Several sources can be used, e.g. data from hospitals, occupational health institutes, and health economics.


Example of use:

Ginkgo biloba L.

Benefits: Increased GDP due to enhanced productivity of the public

Risk: Cost of treatment of haemorrhage patients

Unit: €


Utility

Utility is a mathematical expression that assigns a value to all possible choices. The presumption is that the decision-maker has to be indifferent about options (can not choose over options). The worst result for a decision-maker is defined as value 0 and the best as value 1. If the best option happens with probability p, and option under consideration happens with probability 1, then the utility of option under consideration is given value p. This approach is probably the most academic one from the list of options here but what it lacks in practicality, it benefits in applicability (Lintley 1998, Lintley 1991) .


Data need:

Ultimately, this is a value driven approach, and therefore needs weights assigned for a specific purpose. Summoning an expert panel for the project would be the easiest solution for acquiring weights.


Example of use:

Olea Europea L.

Benefit: Antispasmodic properties

Risk: Anaphylaxis (Alvarez-Eire Marimar et al, 2010; Florido et al, 2002)

Unit: Combined utility of benefits and risks (number from 0 to 1 range)
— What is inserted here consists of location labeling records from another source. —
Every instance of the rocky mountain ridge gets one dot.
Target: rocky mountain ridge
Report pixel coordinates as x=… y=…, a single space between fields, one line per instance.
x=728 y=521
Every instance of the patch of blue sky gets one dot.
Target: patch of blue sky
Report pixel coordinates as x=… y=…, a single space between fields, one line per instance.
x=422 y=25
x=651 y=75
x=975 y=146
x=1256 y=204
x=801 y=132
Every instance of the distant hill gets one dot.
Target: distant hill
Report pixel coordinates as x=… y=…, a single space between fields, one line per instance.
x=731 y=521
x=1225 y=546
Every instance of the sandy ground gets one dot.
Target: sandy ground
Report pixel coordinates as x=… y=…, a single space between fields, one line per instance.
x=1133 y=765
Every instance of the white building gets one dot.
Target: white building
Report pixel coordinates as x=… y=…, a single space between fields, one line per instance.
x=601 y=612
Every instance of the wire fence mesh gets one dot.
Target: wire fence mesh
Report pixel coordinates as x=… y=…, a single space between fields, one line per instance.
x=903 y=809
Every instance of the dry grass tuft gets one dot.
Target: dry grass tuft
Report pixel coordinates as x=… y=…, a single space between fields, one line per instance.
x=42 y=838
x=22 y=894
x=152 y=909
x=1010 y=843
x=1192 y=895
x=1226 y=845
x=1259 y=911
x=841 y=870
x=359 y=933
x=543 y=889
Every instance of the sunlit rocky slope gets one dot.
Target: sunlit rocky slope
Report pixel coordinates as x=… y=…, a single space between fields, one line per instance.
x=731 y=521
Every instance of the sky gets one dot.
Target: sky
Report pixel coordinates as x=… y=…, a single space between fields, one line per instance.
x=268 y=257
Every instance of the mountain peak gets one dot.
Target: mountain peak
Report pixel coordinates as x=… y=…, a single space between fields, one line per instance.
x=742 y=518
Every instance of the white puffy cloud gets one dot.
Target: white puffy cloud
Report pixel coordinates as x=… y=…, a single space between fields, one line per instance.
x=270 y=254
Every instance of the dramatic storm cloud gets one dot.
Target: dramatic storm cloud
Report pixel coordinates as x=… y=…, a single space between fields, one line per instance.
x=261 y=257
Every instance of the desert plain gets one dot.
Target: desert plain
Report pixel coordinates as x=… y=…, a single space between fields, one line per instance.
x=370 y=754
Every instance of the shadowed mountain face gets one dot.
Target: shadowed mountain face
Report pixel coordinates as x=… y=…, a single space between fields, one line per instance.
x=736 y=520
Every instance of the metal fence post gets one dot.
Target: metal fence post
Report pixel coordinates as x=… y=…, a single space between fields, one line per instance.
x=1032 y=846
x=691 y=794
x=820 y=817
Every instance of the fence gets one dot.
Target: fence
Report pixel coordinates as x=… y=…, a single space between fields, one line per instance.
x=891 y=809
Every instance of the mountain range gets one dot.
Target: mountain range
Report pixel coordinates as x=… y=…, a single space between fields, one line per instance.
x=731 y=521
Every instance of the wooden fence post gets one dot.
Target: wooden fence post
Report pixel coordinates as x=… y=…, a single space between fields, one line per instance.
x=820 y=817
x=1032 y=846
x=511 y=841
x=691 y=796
Previous experience on using common currency

Several projects have already assessed the use of common currency. The next sections contain background information and conclusions from these projects.


EFSA 2006

In 2006 EFSA[1] suggested that the assessments with both risk and benefit ideally should be performed under the same criteria for weighing the evidence and identifying the uncertainties. The presentation of the results of the risk-benefit assessment must fit the predefined purpose of the request and make clear where the certainties and uncertainties are in order to compare the relative confidence on the benefits with the risks. The following possible common scale measures were mentioned:

  • Incidences
  • Disability Adjusted Life Years DALY
  • Quality Adjusted Life Years QALY
  • Days of work lost
  • Costs in money

Further EFSA 2006 concluded that QALY are, nevertheless, based on a number of assumptions, and are more difficult to quantify than DALY. The difficulty in expressing results from toxicological studies in experimental animals as DALY needs to be overcome. Using costs requires equal cost structures across countries/world and is difficult to communicate. It was agreed that more research and experience with different approaches are needed.


Advantages using DALY

  • The advantages of using DALYs are that they represent an established procedure to compare risks of different nature
  • DALYs may provide guidance to the risk manager on how to prioritize the direction of targeted intervention measures
  • DALYs have a time-scale


Challenges using DALY

  • DALYs are applied at the societal, rather than the individual, level. It is possible to apply DALYs in risk-benefit assessment, but appropriate data may seldom be available.
  • The difficulties in using DALYs are that clear messages are needed so that the numbers generated are not taken out of context.
  • It also seems difficult to include preventive aspects (such as effects of preservation) or absence of risk rather than benefit.
  • The difficulty in expressing results from toxicological studies in experimental animals as DALYs needs to be overcome.
  • Because the scale is likely to differ for different analysis, no generally applicable measurement scale is likely to be developed.


EFSA 2010

Scientific committee, appointed by the EFSA 2010[2], recommended a stepwise approach for assessing the benefits and risks of food. The last of the three steps utilizes common currency approach to combine two or more of the following elements: increases or decreases in morbidity, mortality, disease burden, and quality of life. The choice of composite metrics should be made on a case by case basis, based on the specific risk-benefit question, identified hazards and positive health effects. Health effects can be assessed in a number of different dimensions, such as incidence of effect, severity of effect, morbidity and mortality rate, and in the case of positive health effects also quality of life. More than one metric will be needed to capture all dimensions of health for a risk-benefit assessment.


Advantages using DALY

  • Composite metrics, such as DALY or QALY, can be used for direct comparison of effects
  • Effects expressed in a common metric can be compared, but care must be exercised in the interpretation of the comparison.


Challenges

  • It is important to recognize that not all relevant dimensions are captured in these metrics, for example, whether the effect is in children or adults. This is because these metrics combine incidence with life years to obtain an estimate of years saved or lost respectively, so that a few young people with many years of potential life can give an equivalent value as a larger number of elderly people with far fewer years of potential life.
  • Some of the DALY or QALY weightings are open for discussion.
  • When reporting to the risk-benefit manager the risk benefit assessor needs to consider that the result “is more than a number” and should be considered together with the outcome of the Step 2 assessment.
  • Currently, generally agreed metrics for positive health effects and well being are lacking, in part because there are no agreed weighting factors for positive health effects.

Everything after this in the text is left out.